MENGAPA adalah kata yang sering bercokol dalam kepala Ajeea sekarang.
Mengapa Allen melakukan ini?
Mengapa Allen menyembunyikan kenyataan ini darinya?
Mengapa Allen begitu jahat?
Mengapa Allen begitu jahat?
Mengapa Allen begitu jahat?
Ajeea sedang duduk di meja kerjanya. Ia memilih untuk bekerja karena ia yakin jika di apartemen, ia akan benar-benar menjadi depresi.
Mengapa Allen seperti tidak memperjuangkan hubungan mereka? Lagi-lagi kata mengapa berkembang menjadi sebuah pertanyaan.

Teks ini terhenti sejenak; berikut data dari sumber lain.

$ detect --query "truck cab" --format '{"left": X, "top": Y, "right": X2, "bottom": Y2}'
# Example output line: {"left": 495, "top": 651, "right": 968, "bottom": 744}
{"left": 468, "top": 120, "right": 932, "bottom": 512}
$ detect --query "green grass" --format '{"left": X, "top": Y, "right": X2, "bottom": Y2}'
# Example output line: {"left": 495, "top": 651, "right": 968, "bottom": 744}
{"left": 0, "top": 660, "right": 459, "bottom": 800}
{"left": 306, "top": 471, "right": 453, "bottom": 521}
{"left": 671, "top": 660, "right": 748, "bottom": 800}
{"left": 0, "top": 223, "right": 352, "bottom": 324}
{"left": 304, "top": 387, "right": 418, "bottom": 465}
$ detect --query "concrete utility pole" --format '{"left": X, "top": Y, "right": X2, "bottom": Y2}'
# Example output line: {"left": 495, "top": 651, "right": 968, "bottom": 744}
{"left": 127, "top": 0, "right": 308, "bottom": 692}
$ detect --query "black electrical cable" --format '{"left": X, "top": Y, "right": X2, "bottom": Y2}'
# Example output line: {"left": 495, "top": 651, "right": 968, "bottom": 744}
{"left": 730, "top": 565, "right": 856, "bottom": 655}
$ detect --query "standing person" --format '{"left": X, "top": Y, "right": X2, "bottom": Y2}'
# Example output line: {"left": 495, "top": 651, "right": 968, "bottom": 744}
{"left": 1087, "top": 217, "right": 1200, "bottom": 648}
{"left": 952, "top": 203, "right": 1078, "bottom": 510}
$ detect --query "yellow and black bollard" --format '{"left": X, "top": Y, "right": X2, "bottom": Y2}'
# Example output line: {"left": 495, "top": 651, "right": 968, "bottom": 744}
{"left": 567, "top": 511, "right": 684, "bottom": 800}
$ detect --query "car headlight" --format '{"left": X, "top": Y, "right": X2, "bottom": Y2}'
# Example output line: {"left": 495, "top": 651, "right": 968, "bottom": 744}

Ia menghembuskan napasnya kesal. Tidak di rumah, tidak di kantor. Ia selalu terpikirkan Allen. Lelaki terjahat yang pernah ia temui. Sesungguhnya perasaan sakit hati ini berdasar pada rasa tidak terima dalam diri Ajeea.
Ia tidak terima karena untuk yang pertama kalinya, pihaknya lah yang dicampakkan. Terlebih lagi karena Allen sepertinya tidak memikirkan kehidupan yang sedang bertumbuh bersamanya sekarang.
"Bu, maaf. Pak Allen selalu menelepon ruangan kita. Bapak marah-marah dan meminta saya menyambungkannya kepada ibu." Suara Risa yang berasal dari interkom membuyarkan lamunannya.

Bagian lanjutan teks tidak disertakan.